Again, when the Lord was risen from the dead, and when He showed Himself to His disciples in this new and transcendent way, they were quite conscious of His wondrous state. They had the peculiar and unspeakable gladness of seeing Him triumphant over all the ruin brought in by man. But though they were in a degree conscious of the new and bright day now inaugurated for them through Him, they did not really partake of it, as in it with Him, because the Holy Spirit had not as yet descended to unite them to Him the Head. They saw the Head, they heard what He would confer on them, but they were not yet one spirit with the Lord, nor could they enjoy resurrection as He enjoyed it, though they could rejoice in the risen Lord. Thus neither in His walk, nor in His transfiguration, nor after His resurrection, were His disciples, though most highly favoured, made acquainted similarly in any degree with His state at the time, because they were not united to Him. And therefore the weakest saint united to Him now tastes, as to degree, a greater thing than any of the disciples in any period of His life on earth.
When holding the Head is actually known, there is always a seeking the things above, “where Christ sitteth on the right hand of God”. Stephen declares the efficacy of union when he “looked up stedfastly into heaven”; Paul, when he says, “Not I, but Christ liveth in me”. But it is not merely individual, as all grace had been hitherto in every dispensation; but now, as one member is honoured, all the members rejoice with it.
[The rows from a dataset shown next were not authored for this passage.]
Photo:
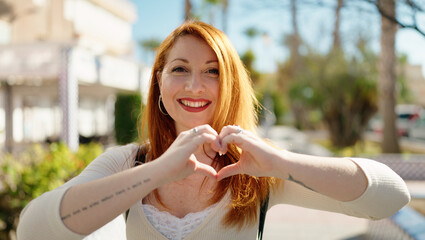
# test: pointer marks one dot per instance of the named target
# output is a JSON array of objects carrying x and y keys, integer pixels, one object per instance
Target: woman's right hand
[{"x": 180, "y": 159}]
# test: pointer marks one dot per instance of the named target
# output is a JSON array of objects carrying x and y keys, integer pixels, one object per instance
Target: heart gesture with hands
[
  {"x": 257, "y": 157},
  {"x": 182, "y": 151}
]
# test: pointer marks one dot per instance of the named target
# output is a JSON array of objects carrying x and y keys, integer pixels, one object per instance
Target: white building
[{"x": 61, "y": 64}]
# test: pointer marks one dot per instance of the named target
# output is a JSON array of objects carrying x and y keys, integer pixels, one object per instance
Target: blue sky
[{"x": 156, "y": 19}]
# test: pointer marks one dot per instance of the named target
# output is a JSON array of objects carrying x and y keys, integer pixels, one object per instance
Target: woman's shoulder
[{"x": 116, "y": 158}]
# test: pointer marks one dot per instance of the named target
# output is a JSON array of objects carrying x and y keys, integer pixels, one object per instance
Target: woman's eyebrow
[
  {"x": 212, "y": 61},
  {"x": 180, "y": 59}
]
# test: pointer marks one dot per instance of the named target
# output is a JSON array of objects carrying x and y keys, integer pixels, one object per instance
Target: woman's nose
[{"x": 194, "y": 84}]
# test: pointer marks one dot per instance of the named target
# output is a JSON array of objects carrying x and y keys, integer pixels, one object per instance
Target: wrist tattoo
[
  {"x": 104, "y": 199},
  {"x": 292, "y": 179}
]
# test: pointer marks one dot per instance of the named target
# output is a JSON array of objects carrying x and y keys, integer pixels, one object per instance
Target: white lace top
[{"x": 172, "y": 227}]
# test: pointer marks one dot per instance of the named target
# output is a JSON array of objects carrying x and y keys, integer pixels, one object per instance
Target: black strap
[
  {"x": 263, "y": 212},
  {"x": 139, "y": 160}
]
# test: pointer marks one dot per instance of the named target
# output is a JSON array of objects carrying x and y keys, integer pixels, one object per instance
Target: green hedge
[
  {"x": 127, "y": 111},
  {"x": 35, "y": 171}
]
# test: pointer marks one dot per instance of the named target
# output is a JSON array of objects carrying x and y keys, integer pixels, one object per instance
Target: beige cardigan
[{"x": 385, "y": 195}]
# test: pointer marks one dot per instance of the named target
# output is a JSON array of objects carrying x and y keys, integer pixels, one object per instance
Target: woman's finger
[
  {"x": 206, "y": 170},
  {"x": 229, "y": 170},
  {"x": 234, "y": 138}
]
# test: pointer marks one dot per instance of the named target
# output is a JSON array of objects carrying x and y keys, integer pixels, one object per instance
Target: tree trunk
[
  {"x": 187, "y": 10},
  {"x": 336, "y": 35},
  {"x": 387, "y": 78},
  {"x": 295, "y": 40}
]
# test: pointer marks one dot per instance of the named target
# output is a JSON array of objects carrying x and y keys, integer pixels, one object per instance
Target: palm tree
[
  {"x": 387, "y": 77},
  {"x": 187, "y": 10}
]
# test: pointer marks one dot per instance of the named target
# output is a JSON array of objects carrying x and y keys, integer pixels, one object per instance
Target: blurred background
[{"x": 334, "y": 77}]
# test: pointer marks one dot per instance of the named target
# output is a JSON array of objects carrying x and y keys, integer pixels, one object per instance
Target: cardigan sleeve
[
  {"x": 385, "y": 194},
  {"x": 40, "y": 219}
]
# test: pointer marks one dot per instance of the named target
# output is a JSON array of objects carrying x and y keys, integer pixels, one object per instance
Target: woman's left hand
[{"x": 257, "y": 158}]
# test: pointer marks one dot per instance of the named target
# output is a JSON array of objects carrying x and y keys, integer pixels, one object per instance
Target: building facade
[{"x": 61, "y": 64}]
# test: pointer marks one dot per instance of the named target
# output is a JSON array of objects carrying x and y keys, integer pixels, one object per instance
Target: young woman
[{"x": 205, "y": 173}]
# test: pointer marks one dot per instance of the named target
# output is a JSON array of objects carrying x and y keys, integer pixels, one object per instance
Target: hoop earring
[{"x": 159, "y": 105}]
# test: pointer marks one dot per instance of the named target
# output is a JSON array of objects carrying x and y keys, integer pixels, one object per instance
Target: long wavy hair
[{"x": 236, "y": 104}]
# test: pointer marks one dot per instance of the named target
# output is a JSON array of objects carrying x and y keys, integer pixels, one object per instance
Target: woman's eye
[
  {"x": 178, "y": 69},
  {"x": 213, "y": 71}
]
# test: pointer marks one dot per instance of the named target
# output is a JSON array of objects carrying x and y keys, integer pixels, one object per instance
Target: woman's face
[{"x": 189, "y": 83}]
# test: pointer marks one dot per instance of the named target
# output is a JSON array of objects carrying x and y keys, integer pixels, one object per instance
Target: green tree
[
  {"x": 127, "y": 112},
  {"x": 343, "y": 89},
  {"x": 34, "y": 171}
]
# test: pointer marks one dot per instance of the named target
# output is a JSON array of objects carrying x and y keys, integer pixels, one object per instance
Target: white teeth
[{"x": 193, "y": 104}]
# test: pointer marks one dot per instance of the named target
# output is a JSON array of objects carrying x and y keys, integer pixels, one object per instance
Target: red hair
[{"x": 236, "y": 104}]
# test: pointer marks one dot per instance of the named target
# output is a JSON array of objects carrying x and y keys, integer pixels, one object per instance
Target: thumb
[
  {"x": 228, "y": 171},
  {"x": 206, "y": 170}
]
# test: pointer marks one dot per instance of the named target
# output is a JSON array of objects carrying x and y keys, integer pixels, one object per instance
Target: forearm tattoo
[
  {"x": 292, "y": 179},
  {"x": 104, "y": 199}
]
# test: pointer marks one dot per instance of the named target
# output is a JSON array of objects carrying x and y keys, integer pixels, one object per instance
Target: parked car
[{"x": 407, "y": 115}]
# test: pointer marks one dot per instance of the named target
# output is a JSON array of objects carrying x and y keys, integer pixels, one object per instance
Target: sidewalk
[{"x": 291, "y": 222}]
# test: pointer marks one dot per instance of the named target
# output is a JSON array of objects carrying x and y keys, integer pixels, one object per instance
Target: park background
[{"x": 74, "y": 74}]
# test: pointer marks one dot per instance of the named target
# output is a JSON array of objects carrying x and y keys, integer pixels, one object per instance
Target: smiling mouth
[{"x": 194, "y": 104}]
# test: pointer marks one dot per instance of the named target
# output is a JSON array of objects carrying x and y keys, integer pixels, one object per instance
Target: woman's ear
[{"x": 158, "y": 77}]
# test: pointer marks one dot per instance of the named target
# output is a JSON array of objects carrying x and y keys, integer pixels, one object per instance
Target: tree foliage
[
  {"x": 342, "y": 88},
  {"x": 35, "y": 171},
  {"x": 127, "y": 111}
]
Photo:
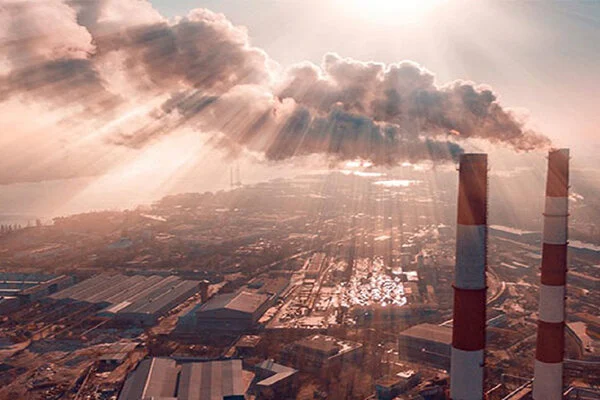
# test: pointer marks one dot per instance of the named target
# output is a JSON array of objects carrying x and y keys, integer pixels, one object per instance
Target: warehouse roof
[
  {"x": 211, "y": 380},
  {"x": 242, "y": 301},
  {"x": 162, "y": 378},
  {"x": 434, "y": 333},
  {"x": 278, "y": 372},
  {"x": 153, "y": 378},
  {"x": 120, "y": 294}
]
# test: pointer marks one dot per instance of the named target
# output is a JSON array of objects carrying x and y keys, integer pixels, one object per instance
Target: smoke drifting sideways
[{"x": 108, "y": 57}]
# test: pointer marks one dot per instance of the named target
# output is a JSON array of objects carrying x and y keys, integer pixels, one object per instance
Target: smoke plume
[{"x": 109, "y": 59}]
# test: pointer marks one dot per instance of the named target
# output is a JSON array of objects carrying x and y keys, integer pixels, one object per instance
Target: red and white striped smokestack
[
  {"x": 548, "y": 377},
  {"x": 468, "y": 333}
]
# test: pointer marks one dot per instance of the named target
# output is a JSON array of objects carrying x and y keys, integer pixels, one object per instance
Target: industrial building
[
  {"x": 18, "y": 288},
  {"x": 427, "y": 343},
  {"x": 231, "y": 312},
  {"x": 314, "y": 265},
  {"x": 274, "y": 381},
  {"x": 136, "y": 299},
  {"x": 163, "y": 378},
  {"x": 387, "y": 388},
  {"x": 320, "y": 352}
]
And this is the only true way of learning or understanding the unity of the body. In a variety of ways of late years, the unity of the body has been accepted as a doctrine [p. 412] without any power flowing from it; and simply because it is with the effect of union with the Head that christians are occupied, and not with that which produces the effect. They speak and dwell on the unity of the body without insisting on holding the Head as the only way to arrive at or secure this unity. The consequence is that one will regard the unity of the body as a club of christians, and another will contend that a congregation which takes the place and form of worshippers is the body of Christ. All and every shade of inaccuracy on the subject is simply traceable to not holding the Head, this greatest and most wondrous of privileges and benefits.